According to Israel, it destroyed most of Hamas’ rocket manufacturing facilities.
On a night where more than 130 rockets rained down on Israel, sirens blared across border towns, and in central and southern Israel. In total, 1,160 rockets have been fired at Israel, leaving seven dead, including one five-year-old from Sderot.

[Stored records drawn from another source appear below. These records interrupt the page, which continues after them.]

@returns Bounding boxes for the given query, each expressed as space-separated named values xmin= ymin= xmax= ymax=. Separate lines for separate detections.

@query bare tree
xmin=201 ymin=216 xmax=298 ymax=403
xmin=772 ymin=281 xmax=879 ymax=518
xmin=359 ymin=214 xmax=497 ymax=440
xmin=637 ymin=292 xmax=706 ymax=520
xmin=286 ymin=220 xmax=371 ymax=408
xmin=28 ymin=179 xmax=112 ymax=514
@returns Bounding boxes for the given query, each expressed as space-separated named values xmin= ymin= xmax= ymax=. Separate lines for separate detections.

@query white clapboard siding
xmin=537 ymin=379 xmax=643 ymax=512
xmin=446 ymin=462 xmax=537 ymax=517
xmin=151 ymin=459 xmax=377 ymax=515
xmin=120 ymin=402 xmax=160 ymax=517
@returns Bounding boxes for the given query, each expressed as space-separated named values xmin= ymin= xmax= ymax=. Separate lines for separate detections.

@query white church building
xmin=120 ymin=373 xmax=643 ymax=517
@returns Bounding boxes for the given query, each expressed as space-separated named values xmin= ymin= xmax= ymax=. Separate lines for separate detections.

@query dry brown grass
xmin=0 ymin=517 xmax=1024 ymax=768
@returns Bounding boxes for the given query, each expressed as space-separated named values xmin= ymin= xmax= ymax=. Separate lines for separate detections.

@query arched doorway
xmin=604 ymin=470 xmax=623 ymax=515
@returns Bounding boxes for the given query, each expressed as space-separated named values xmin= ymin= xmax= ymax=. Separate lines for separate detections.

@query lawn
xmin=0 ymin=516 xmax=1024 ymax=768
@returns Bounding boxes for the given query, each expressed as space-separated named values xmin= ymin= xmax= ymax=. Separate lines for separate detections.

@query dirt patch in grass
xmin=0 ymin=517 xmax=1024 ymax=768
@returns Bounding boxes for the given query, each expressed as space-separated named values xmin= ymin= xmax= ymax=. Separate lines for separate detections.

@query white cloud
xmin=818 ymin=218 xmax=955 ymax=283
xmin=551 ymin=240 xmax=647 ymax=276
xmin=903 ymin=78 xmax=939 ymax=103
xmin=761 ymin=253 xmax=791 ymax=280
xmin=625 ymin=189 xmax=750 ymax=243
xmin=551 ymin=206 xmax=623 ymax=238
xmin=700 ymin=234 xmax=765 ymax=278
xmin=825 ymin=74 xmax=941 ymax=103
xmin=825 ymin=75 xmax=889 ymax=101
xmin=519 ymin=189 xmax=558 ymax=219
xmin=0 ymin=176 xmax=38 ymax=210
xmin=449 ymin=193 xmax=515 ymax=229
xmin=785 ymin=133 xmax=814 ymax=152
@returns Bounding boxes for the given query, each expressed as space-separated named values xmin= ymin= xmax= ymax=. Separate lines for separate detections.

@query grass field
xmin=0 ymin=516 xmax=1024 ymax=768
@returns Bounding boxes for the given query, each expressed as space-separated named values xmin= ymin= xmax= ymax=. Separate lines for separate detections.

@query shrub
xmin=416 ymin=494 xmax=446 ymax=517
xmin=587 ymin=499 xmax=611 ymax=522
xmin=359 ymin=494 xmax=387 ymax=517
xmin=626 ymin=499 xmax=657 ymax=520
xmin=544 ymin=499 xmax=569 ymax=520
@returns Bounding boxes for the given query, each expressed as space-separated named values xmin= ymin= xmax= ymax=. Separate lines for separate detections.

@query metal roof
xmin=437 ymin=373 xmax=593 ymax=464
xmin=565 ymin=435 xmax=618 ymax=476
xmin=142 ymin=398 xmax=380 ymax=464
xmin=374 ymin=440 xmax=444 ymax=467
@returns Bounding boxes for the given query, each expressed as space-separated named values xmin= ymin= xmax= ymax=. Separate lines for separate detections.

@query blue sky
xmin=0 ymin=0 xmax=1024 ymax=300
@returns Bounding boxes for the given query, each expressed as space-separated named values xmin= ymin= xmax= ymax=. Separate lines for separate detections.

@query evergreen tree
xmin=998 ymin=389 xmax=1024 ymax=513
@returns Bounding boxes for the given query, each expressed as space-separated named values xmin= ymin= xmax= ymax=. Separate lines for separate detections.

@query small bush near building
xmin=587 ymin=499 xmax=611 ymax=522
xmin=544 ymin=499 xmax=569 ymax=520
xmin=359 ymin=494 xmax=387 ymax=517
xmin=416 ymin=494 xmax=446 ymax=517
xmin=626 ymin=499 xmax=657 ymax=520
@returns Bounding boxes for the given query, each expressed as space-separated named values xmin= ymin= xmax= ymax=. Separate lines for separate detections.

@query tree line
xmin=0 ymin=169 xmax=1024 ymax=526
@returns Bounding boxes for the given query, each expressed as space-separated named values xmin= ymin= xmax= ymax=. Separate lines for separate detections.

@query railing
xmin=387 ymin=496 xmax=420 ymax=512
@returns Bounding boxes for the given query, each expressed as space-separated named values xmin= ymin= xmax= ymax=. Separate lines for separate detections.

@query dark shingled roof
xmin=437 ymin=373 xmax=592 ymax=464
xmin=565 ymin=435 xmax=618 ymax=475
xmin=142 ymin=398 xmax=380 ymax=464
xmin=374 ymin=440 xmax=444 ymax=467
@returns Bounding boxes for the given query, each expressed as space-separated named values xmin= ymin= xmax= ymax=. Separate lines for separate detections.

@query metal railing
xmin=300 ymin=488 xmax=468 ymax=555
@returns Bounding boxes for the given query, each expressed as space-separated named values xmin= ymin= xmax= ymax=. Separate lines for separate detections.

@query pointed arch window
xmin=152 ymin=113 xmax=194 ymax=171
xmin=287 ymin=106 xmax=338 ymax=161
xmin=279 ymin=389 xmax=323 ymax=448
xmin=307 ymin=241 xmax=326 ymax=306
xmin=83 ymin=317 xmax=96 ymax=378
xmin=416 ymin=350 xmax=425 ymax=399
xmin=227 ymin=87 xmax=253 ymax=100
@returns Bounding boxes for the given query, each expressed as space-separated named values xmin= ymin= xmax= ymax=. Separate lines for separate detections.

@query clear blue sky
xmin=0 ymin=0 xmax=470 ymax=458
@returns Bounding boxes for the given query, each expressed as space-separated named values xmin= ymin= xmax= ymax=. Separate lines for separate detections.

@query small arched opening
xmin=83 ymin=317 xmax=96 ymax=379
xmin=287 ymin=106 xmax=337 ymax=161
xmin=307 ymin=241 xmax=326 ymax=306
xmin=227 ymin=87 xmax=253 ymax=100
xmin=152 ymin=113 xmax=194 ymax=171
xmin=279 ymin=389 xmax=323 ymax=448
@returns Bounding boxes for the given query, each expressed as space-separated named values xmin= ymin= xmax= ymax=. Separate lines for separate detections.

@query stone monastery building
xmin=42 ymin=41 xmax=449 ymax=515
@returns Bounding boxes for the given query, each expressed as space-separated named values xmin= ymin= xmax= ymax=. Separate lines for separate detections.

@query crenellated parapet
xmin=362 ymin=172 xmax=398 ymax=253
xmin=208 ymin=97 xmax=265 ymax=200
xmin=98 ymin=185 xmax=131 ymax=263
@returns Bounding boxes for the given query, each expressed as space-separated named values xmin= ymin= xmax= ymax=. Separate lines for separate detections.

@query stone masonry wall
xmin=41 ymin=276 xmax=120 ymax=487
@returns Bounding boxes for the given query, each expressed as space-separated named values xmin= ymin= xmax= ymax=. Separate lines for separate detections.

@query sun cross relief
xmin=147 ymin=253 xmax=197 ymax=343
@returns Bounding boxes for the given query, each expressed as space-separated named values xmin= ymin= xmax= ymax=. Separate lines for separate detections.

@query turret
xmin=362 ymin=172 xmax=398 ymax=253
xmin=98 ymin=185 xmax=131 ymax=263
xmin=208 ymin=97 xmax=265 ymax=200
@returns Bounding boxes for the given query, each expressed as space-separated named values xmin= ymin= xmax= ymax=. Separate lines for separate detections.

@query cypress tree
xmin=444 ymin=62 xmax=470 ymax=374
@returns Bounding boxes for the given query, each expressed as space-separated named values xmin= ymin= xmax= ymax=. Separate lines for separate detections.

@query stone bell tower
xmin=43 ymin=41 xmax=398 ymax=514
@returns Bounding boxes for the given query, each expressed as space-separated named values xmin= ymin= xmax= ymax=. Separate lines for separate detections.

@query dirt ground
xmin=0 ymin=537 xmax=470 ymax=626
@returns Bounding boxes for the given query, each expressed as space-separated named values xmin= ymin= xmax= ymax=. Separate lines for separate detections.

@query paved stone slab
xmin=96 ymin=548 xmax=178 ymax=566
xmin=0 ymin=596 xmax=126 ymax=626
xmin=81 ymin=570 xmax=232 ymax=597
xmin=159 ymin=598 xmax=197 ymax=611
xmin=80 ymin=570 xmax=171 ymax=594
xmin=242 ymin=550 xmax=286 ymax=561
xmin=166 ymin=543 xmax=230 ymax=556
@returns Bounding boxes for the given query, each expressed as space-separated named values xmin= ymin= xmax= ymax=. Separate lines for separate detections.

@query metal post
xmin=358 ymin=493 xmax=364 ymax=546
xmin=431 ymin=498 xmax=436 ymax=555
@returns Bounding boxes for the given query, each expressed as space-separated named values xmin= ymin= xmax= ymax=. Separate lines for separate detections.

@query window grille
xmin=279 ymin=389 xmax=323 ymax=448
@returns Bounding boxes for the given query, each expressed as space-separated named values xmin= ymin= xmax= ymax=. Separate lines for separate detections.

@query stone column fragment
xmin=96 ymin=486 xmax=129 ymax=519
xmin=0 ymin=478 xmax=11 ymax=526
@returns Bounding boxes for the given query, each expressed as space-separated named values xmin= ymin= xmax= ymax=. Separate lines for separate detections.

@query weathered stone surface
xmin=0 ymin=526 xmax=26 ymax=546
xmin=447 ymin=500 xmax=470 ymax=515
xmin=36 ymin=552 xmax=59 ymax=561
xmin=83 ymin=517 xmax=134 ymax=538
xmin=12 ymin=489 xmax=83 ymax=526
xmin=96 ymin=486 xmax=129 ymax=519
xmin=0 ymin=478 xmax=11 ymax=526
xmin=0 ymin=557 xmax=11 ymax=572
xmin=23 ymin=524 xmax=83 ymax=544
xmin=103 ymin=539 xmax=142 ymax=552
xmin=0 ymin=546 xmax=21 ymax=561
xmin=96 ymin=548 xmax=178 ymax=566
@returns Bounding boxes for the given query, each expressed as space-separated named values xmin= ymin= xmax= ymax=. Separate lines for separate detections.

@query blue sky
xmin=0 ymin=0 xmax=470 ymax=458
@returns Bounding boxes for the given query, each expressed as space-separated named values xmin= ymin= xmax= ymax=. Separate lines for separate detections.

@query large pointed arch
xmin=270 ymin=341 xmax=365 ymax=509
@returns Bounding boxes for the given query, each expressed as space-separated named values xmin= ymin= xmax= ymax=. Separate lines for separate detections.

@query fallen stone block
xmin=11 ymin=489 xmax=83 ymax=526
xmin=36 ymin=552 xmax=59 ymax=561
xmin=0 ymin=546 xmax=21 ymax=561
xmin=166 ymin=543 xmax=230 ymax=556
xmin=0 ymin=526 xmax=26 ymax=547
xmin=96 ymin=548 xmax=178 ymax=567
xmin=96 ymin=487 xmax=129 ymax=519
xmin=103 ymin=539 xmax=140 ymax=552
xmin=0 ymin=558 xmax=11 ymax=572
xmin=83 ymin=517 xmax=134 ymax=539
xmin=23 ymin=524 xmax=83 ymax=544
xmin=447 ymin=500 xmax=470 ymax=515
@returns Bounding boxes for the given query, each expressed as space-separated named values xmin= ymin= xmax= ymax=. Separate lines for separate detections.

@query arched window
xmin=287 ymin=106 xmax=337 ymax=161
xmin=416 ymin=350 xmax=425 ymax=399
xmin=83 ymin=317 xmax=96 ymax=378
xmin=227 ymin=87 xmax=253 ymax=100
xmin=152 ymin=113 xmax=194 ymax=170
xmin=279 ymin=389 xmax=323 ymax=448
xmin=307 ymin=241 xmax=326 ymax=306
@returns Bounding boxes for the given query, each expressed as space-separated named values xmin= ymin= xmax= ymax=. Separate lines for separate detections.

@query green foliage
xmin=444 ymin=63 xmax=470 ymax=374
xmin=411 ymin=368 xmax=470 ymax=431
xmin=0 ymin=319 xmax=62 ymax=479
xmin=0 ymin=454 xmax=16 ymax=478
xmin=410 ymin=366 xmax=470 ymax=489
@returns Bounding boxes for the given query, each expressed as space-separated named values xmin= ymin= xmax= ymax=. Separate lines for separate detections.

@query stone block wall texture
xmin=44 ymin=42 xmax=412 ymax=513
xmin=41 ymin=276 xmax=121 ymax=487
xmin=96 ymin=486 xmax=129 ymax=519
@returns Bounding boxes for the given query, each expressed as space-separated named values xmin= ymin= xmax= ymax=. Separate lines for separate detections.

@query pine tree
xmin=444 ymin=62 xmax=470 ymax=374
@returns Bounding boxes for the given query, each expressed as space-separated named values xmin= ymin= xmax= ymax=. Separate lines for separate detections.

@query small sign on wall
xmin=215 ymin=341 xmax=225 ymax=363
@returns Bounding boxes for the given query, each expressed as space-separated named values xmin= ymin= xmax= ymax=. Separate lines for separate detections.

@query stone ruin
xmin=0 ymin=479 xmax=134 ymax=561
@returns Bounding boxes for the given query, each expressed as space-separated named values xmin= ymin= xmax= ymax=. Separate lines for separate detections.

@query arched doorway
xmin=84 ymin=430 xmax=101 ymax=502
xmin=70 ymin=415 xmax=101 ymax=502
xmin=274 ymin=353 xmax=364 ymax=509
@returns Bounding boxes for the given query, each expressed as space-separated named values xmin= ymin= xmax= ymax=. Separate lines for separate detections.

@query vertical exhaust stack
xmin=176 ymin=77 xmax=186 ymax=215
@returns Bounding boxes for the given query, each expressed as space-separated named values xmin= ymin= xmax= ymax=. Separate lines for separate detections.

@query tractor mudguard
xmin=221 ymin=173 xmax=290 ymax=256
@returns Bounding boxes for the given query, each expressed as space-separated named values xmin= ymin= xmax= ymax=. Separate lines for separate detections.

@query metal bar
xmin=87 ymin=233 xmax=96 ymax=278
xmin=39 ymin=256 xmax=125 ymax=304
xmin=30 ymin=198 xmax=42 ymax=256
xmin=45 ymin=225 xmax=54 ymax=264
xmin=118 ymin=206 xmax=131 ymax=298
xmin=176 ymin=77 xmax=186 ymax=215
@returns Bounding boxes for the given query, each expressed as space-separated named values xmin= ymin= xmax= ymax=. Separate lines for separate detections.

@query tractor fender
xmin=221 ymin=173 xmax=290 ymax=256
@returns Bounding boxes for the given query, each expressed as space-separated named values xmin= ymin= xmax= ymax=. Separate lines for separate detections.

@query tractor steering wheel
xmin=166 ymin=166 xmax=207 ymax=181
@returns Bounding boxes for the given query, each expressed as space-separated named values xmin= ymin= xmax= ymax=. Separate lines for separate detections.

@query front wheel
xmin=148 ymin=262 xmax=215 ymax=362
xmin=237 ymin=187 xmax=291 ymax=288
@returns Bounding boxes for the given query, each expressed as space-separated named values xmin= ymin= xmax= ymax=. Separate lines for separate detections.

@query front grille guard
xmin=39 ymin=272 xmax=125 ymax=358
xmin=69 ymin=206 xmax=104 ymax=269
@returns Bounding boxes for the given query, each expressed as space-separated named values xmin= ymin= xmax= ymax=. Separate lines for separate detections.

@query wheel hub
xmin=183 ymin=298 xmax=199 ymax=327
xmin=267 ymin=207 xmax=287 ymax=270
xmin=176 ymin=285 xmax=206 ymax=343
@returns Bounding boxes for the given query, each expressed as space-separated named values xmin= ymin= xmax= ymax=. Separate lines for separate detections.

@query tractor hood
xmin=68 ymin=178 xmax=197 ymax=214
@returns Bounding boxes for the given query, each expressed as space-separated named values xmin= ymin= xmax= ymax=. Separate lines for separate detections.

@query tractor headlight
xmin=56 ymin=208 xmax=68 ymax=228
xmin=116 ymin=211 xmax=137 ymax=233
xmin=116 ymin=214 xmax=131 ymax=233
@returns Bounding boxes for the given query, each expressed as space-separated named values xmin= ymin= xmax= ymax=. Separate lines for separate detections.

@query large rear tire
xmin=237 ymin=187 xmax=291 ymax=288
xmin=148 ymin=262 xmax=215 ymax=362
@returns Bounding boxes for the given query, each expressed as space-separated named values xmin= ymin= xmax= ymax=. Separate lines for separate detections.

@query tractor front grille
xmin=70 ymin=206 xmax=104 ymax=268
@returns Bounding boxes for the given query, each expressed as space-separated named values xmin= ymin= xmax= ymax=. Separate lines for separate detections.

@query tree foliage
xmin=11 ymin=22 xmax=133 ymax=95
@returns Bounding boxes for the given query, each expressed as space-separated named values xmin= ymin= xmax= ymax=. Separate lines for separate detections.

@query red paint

Meanwhile, international travel to and from Israel has been severely disrupted, with commercial flights to Tel Aviv redirected to Eilat. Major airlines from Europe and the U.S. — including Delta, United, Lufthansa, Austrian Airlines and British Airways — have cancelled flights to Israel in light of the deteriorating security situation.
U.S. President Joe Biden spoke with Prime Minister Benjamin Netanyahu on Wednesday, and the White House announced that Deputy Assistant Secretary of State for Israel and Palestinian Affairs Hady Amr was headed to Israel “immediately” in a bid to deescalate tensions.
According to a White House readout of the call, Biden conveyed his “unwavering support for Israel’s security and for Israel’s legitimate right to defend itself and its people, while protecting civilians” and updated Netanyahu on American diplomatic engagement with countries including Egypt, Jordan and Qatar, as well as with Palestinian officials.
“Israel has a right to defend itself when you have thousands of rockets flying in your territory,” the president said later when asked about the fighting. “My hope is that we’ll see this coming to conclusions sooner than later.
“My national security staff and defense staff has been in constant contact with their counterparts in the Middle East, not just with the Israelis but also with everyone from the Egyptians to the Saudis to the Emiratis,” he said.
Biden also conveyed U.S. encouragement of a “pathway toward restoring a sustainable calm,” and that Jerusalem must be a place of peace.
Israel’s air force and artillery has continued to bombard the Strip, with Gaza health officials reporting 67 dead, including 17 minors, and a further 338 wounded.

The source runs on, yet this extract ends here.